Protect Your Pets with These Electrical Safety Tips

As humans, we take our electrical safety knowledge for granted, but our pets have no idea what kinds of electrical hazards can cause them harm. That’s why it’s important to make sure your home is a safe place for your entire family, including the furry members of it!

Here are some important electrical safety tips for anyone with pets at home, particularly pets that are harder to train.

1. Block your pet’s access to electrical cords.

Whether you own a cat, dog, bird, or another smaller, furry animal, electrical cords will be the biggest threat to your pet’s safety. The reason is that pets have a tendency to chew or play with electrical cords, often out of anxiety, instinct, or mistaking them for a toy.

If possible, try not to leave plugged in electrical cords out in the open where it’s easy for your pet to gnaw on them. This can get tricky because you also don’t want to put things directly on top of cords (such as a rug) which might cause them to overheat. If you can tuck chords away behind desks, side tables, and entertainment centers, this can help keep your pet safe without sacrificing your safety.

2. Buy some deterrent spray to discourage chewing.

If your pet is still seeking out cords to chew on, there are all-natural sprays you can buy that will discourage chewing because of how bad they’ll taste to your pet. Just take care that you are only spraying chords that are 100% intact (no exposed wires). NEVER spray plugs, outlets, power strips, or surge protectors.

3. Give them plenty of toys and play time.

Most pets require ways to get their energy out and things to stimulate them. If you don’t provide play time and things for them to play with (in other words, things to distract them), they might start to play and interact with objects around the house, including electrical cords and equipment.

Some breeds of cat and dog are particularly energetic and require a lot of physical activity to remain happy and stimulated. Make sure to read up on whatever breed you own, or if it’s a mix, read up on the breeds of the possible parents. This will provide you with a better understanding of your pet’s needs.

4. Don’t keep multiple cables close together.

Pets can get tangled up in cords and cables that are kept close together, and they may not be able to work themselves free. This can make them panic, why may cause them to injure themselves as they try to squirm and jerk loose.

5. Don’t leave Christmas tree lights plugged in when you leave the house.

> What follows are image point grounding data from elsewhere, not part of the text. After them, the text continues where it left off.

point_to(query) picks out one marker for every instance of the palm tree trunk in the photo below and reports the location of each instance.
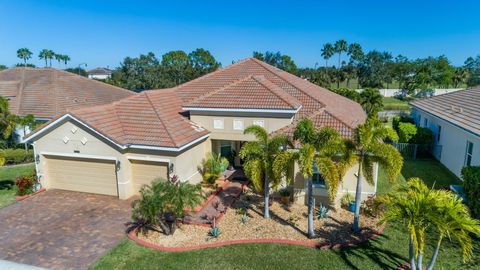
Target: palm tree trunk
(435, 254)
(358, 195)
(411, 255)
(266, 195)
(311, 232)
(420, 260)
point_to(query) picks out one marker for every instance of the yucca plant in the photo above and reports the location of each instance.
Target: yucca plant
(162, 202)
(419, 208)
(258, 156)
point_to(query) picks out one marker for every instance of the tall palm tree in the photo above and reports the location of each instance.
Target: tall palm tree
(8, 121)
(321, 148)
(47, 55)
(419, 208)
(24, 54)
(327, 52)
(66, 59)
(371, 101)
(259, 156)
(340, 47)
(367, 145)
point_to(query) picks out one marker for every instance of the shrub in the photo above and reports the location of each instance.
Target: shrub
(471, 187)
(346, 199)
(212, 167)
(406, 131)
(162, 202)
(373, 206)
(401, 119)
(423, 136)
(25, 184)
(17, 156)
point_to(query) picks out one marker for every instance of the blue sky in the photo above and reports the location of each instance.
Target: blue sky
(102, 33)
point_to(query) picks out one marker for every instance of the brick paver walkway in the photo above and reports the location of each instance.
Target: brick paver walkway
(217, 206)
(61, 229)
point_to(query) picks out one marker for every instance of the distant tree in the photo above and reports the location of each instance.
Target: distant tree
(327, 52)
(24, 54)
(202, 62)
(278, 60)
(176, 65)
(340, 47)
(46, 55)
(78, 71)
(371, 101)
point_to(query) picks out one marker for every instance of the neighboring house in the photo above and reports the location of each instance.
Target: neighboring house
(47, 92)
(100, 73)
(454, 119)
(114, 149)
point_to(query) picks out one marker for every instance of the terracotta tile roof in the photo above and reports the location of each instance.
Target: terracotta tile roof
(246, 84)
(150, 118)
(48, 92)
(252, 92)
(461, 108)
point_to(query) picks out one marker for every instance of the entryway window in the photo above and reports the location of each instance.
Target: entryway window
(225, 148)
(317, 178)
(469, 154)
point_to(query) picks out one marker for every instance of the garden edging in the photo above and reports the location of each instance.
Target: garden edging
(21, 198)
(132, 235)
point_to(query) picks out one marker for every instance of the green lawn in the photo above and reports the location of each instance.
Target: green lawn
(385, 252)
(391, 103)
(7, 182)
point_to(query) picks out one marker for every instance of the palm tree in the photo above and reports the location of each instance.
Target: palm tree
(340, 47)
(327, 52)
(419, 207)
(66, 59)
(368, 147)
(24, 54)
(259, 156)
(321, 148)
(47, 55)
(371, 101)
(8, 121)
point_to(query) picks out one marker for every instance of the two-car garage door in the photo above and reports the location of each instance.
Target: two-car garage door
(82, 174)
(98, 176)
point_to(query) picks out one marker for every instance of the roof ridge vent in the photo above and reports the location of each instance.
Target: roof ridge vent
(456, 109)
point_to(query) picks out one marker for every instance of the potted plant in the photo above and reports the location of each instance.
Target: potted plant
(285, 195)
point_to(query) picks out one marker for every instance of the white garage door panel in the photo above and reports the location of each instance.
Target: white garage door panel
(84, 175)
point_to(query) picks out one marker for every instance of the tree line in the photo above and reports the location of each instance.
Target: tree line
(47, 55)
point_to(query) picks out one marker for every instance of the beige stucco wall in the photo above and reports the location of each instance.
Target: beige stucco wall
(453, 142)
(184, 163)
(348, 184)
(228, 133)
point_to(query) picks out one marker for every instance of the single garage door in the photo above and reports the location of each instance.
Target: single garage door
(82, 174)
(144, 172)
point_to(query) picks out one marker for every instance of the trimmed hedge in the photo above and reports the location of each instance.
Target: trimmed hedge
(17, 156)
(471, 187)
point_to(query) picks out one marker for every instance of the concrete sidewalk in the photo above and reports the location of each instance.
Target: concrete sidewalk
(7, 265)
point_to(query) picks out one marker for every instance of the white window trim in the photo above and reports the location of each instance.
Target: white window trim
(256, 123)
(217, 127)
(238, 121)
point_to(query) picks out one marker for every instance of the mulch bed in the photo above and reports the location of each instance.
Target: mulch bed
(288, 224)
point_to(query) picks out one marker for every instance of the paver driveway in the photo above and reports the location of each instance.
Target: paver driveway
(60, 229)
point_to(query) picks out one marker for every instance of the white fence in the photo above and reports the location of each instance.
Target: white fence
(397, 92)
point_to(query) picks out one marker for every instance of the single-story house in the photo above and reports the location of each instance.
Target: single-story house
(454, 119)
(48, 92)
(115, 148)
(99, 73)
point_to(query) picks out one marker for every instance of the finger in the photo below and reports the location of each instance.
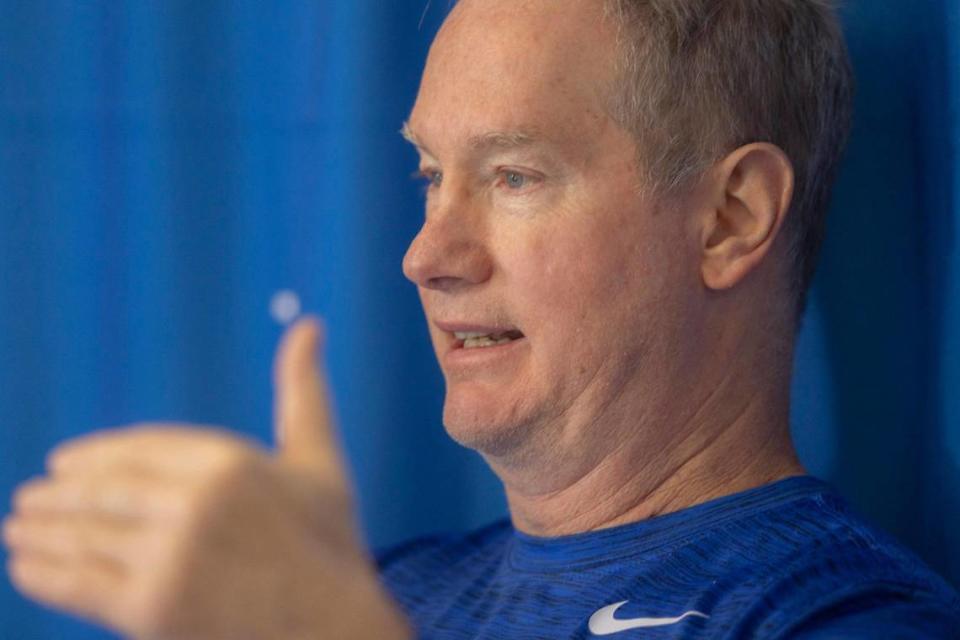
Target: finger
(162, 448)
(303, 423)
(122, 497)
(86, 589)
(72, 539)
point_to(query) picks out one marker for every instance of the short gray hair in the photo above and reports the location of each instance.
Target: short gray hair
(701, 78)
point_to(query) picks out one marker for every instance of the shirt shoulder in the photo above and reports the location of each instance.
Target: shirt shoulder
(415, 572)
(841, 577)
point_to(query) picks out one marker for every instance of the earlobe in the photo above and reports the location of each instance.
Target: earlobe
(751, 190)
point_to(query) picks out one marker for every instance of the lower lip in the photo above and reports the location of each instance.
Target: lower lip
(483, 356)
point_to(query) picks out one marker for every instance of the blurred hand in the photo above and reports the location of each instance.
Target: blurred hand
(174, 532)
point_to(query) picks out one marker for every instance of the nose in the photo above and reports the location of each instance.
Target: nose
(448, 253)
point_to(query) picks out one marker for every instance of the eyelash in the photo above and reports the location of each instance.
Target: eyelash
(431, 178)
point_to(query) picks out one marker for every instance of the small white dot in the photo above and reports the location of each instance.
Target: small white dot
(285, 306)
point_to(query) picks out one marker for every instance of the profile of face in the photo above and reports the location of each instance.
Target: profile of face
(555, 293)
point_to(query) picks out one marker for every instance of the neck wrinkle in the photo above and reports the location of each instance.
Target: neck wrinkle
(749, 449)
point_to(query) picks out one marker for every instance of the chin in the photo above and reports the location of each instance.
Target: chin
(487, 428)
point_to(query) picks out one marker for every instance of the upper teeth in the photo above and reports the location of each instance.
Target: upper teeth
(466, 335)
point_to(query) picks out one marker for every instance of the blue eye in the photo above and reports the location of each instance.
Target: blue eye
(515, 180)
(430, 179)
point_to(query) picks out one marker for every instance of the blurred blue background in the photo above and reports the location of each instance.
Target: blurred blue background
(167, 166)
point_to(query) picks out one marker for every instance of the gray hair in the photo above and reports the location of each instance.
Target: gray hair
(701, 78)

Many pets are intrigued by this “new toy” that gets brought out during the holiday season and will often try to chew on or play with your string lights. Cats and dogs, in particular, have a knack for knocking over Christmas trees. If the lights aren’t plugged in, this will probably lead to some broken ornaments and pine needles on the floor. When the lights are plugged in, this can lead to an electrical fire.